Taking It on the Chin—for Comfort

Choosing the right chin rest depends on a number of factors, including your playing position and your anatomy. For long-term comfort and the most pain-free playing, your playing position should be as natural and stress free as possible.

To help you reach that ergonomic goal when playing, your shoulders and neck should be natural and straight. If you have a tendency to raise your shoulder or tilt your neck in order to hold the instrument securely, it would be better to choose a higher chin rest (and shoulder rest) to avoid muscle problems from strain.

If you play with your chin centered over the tailpiece and the instrument higher up on your shoulder, you should choose something like the Flesch or Zitsman. However, most hold their violin with their chin off to the side and one of the other styles might work best. In other words, remember to keep your playing position natural and stress free.

Thin players frequently complain that the edge of the chin rest pushes against their jawbone, especially if they have protruding bones. Usually this happens with chin rests that have a sharply defined straightedge, like the Guarneri, flat Flesch, or Zitsman models. The best solution is a model with a more rounded edge and takes a dip towards the outer edge, like a Low Flat Strad, Stuber, or Hamburg.

Some violinists (especially beginners or intermediate players) have a hard time keeping their instrument from slipping from under the chin. In some cases, a chin rest with a deeper cup might help, but often the teacher or fellow player might be the best resource for advice.

Construction & Allergy Considerations

Chin rests are usually made of ebony, rosewood, or boxwood, with more recent additions including pernambuco and some other exotic hardwoods like snakewood and datewood. Usually, the choice is aesthetic—does the chin rest match the tailpiece and pegs and does it compliment the color of the varnish? Occasionally, someone may have an allergy to one of these woods, but that’s something I’ve only seen a few times in my career.

If there is an allergy causing irritation on your neck or chin, it’s most likely due to the mounting hardware, rather than the wood. Chin rest brackets are normally nickel-plated and some people are allergic to this, especially as the plating starts to corrode and wear off.

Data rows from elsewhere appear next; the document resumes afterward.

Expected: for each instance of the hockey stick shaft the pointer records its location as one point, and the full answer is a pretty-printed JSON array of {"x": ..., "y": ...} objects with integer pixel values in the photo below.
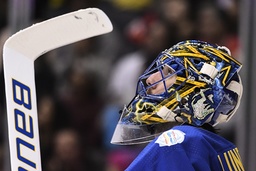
[{"x": 19, "y": 53}]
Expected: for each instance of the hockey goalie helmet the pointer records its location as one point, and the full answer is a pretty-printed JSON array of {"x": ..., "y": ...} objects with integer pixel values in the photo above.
[{"x": 193, "y": 82}]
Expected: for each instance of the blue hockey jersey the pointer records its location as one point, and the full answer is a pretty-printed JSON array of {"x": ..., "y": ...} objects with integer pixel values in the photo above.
[{"x": 188, "y": 148}]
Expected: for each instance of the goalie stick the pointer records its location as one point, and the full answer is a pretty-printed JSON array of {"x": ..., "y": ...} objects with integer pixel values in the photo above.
[{"x": 19, "y": 53}]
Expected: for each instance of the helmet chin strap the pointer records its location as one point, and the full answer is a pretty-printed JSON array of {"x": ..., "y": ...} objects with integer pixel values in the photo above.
[
  {"x": 168, "y": 115},
  {"x": 209, "y": 70}
]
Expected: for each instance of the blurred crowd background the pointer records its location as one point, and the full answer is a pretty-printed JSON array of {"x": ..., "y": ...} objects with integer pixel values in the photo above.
[{"x": 81, "y": 87}]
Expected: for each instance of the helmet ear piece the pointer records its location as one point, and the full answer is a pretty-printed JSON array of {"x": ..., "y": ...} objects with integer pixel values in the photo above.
[{"x": 235, "y": 86}]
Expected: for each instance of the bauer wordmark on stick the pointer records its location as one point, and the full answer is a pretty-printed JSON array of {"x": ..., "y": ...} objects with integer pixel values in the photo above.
[{"x": 19, "y": 53}]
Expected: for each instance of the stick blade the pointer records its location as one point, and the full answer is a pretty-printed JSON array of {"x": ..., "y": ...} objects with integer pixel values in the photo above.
[{"x": 40, "y": 38}]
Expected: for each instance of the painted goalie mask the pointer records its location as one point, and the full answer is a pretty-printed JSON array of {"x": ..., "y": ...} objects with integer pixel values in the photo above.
[{"x": 193, "y": 82}]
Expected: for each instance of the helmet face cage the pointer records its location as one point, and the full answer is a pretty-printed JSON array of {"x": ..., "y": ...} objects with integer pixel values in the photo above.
[{"x": 198, "y": 92}]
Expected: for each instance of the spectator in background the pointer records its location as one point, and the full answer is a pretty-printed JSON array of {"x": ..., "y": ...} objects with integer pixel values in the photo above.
[
  {"x": 213, "y": 25},
  {"x": 67, "y": 152}
]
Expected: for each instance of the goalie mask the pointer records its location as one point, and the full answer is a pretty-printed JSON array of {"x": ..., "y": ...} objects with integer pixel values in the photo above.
[{"x": 193, "y": 82}]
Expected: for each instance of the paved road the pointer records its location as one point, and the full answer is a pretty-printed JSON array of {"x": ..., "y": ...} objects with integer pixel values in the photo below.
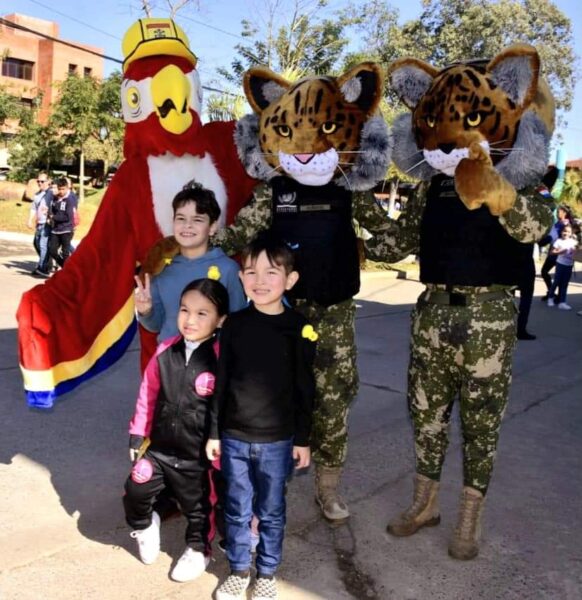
[{"x": 62, "y": 534}]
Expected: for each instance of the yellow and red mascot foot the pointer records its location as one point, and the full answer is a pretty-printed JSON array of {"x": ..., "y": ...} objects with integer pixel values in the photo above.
[{"x": 82, "y": 320}]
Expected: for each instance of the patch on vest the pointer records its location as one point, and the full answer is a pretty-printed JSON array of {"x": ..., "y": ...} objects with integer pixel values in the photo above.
[
  {"x": 286, "y": 203},
  {"x": 315, "y": 207},
  {"x": 204, "y": 384}
]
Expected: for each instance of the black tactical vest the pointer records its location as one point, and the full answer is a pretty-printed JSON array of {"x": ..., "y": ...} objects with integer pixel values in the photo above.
[
  {"x": 316, "y": 223},
  {"x": 464, "y": 247}
]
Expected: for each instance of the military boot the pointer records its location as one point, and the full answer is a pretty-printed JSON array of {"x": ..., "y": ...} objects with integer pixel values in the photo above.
[
  {"x": 465, "y": 542},
  {"x": 326, "y": 484},
  {"x": 424, "y": 511}
]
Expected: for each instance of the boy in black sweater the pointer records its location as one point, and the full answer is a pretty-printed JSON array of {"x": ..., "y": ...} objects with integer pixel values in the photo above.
[{"x": 261, "y": 417}]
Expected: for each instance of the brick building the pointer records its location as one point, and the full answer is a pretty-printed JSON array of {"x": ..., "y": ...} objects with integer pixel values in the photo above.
[{"x": 33, "y": 62}]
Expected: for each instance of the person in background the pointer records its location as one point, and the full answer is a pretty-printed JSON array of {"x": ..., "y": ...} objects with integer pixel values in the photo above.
[
  {"x": 38, "y": 218},
  {"x": 61, "y": 216},
  {"x": 563, "y": 248},
  {"x": 527, "y": 274},
  {"x": 564, "y": 218}
]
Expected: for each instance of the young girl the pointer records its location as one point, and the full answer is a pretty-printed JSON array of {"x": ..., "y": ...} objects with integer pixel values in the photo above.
[
  {"x": 563, "y": 248},
  {"x": 172, "y": 413}
]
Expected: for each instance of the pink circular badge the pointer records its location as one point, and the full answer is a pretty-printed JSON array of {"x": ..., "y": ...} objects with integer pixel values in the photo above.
[
  {"x": 142, "y": 471},
  {"x": 204, "y": 384}
]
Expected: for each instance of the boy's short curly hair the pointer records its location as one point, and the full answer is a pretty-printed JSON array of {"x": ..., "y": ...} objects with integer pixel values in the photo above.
[{"x": 204, "y": 198}]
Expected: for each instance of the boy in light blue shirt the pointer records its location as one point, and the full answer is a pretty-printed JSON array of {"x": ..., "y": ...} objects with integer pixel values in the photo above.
[{"x": 196, "y": 214}]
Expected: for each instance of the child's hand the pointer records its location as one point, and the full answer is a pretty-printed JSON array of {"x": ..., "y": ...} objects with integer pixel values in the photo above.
[
  {"x": 143, "y": 296},
  {"x": 135, "y": 444},
  {"x": 213, "y": 449},
  {"x": 301, "y": 456}
]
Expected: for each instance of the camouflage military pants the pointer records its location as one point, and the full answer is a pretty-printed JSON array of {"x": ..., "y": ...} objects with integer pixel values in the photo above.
[
  {"x": 462, "y": 352},
  {"x": 336, "y": 378}
]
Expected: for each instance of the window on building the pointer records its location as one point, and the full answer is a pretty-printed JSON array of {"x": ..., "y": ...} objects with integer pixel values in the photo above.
[{"x": 19, "y": 69}]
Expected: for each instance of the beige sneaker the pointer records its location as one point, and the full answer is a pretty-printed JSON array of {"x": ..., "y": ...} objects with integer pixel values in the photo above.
[
  {"x": 464, "y": 544},
  {"x": 233, "y": 588},
  {"x": 423, "y": 512},
  {"x": 334, "y": 509},
  {"x": 190, "y": 565},
  {"x": 265, "y": 589}
]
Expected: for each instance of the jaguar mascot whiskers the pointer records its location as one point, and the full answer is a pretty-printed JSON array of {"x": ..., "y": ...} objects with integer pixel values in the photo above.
[{"x": 478, "y": 139}]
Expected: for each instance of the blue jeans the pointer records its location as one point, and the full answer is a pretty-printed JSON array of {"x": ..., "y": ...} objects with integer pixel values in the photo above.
[
  {"x": 561, "y": 281},
  {"x": 41, "y": 238},
  {"x": 255, "y": 476}
]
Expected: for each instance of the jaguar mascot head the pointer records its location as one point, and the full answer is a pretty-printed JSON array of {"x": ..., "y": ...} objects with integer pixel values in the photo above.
[
  {"x": 501, "y": 108},
  {"x": 315, "y": 130}
]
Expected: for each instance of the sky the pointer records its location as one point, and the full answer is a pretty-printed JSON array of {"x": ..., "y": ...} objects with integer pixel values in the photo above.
[{"x": 215, "y": 29}]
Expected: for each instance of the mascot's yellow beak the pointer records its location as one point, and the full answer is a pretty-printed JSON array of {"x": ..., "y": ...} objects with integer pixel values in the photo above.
[{"x": 171, "y": 97}]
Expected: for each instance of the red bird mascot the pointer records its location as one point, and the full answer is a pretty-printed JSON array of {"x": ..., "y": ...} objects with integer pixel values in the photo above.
[{"x": 82, "y": 320}]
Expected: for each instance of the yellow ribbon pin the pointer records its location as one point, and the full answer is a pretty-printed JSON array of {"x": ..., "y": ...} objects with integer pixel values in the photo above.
[
  {"x": 213, "y": 273},
  {"x": 309, "y": 333}
]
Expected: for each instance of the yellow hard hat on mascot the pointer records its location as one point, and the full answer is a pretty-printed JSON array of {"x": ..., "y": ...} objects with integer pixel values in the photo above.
[{"x": 155, "y": 37}]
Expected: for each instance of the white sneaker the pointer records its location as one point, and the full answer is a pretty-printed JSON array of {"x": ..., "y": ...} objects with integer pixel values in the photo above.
[
  {"x": 255, "y": 538},
  {"x": 190, "y": 565},
  {"x": 233, "y": 588},
  {"x": 148, "y": 540},
  {"x": 265, "y": 589}
]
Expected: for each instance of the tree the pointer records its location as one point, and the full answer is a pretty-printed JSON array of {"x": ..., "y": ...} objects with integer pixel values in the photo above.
[
  {"x": 88, "y": 117},
  {"x": 34, "y": 147},
  {"x": 572, "y": 189},
  {"x": 75, "y": 116},
  {"x": 225, "y": 107},
  {"x": 106, "y": 143},
  {"x": 294, "y": 37},
  {"x": 451, "y": 30}
]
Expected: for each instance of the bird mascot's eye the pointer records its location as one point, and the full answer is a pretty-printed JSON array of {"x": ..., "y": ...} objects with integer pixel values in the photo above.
[
  {"x": 133, "y": 97},
  {"x": 473, "y": 119},
  {"x": 328, "y": 127},
  {"x": 283, "y": 130}
]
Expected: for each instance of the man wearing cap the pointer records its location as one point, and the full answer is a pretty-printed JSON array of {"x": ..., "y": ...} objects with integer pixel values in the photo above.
[{"x": 39, "y": 215}]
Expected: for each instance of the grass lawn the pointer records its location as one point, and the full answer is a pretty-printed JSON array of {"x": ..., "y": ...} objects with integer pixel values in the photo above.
[{"x": 14, "y": 214}]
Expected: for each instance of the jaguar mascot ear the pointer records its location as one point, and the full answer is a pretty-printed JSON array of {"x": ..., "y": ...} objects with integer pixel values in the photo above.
[
  {"x": 498, "y": 112},
  {"x": 262, "y": 87},
  {"x": 315, "y": 129}
]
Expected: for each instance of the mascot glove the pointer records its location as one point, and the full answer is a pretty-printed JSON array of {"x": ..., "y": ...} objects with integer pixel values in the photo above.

If you have this problem, hypoallergenic titanium hardware is available (at a fairly high cost) and Wittner makes chin rests of a hypoallergenic plastic material with the mounting brackets made of the same material. There are also a couple of leather coverings available, too, like those from Willy Wolf and Stradpet.

Getting the Right Fit

Once you know the sort of chin rest you need, take your violin to a well-stocked violin shop that has a selection of chin rests, and discuss your needs and any problems you are experiencing. Let the store staff make suggestions and let them show you how to change the rests. Then, simply try the out the different models to see what feels right. Ask yourself, “Which one feels the most comfortable and allows me to play with the most ease?” You may want to take a violinist friend along to “spot” you. How do you look and what your position is with each one? Spend some time and actually play using the ones that feel the best. Give it some thought and compare it to what you’re using now. Ask yourself, does the rest rub against my jawbone or my throat? Can I support the violin securely without stress? Do I have to raise my shoulder or tilt my neck? The right chin rest should feel natural and comfortable and allow you to play for extended periods without strain.

Of course, not everyone lives within driving distance of a violin shop. You can order chin rests via the Internet, but you need to be sure about what you’re ordering. Try the chin rests installed on fellow musician’s violins or ask your teacher to sample his or her collection of chin rests.

Even if you find what you think is the perfect chin rest, things change. Your anatomy or playing style might change and you may need to accept the fact that over many years of playing, you may gather a chin rest collection. If you do change chin rests, don’t throw the old one out. You may use it again and if you aren’t a teacher now, you may become one, and at least you will have samples for your students to try.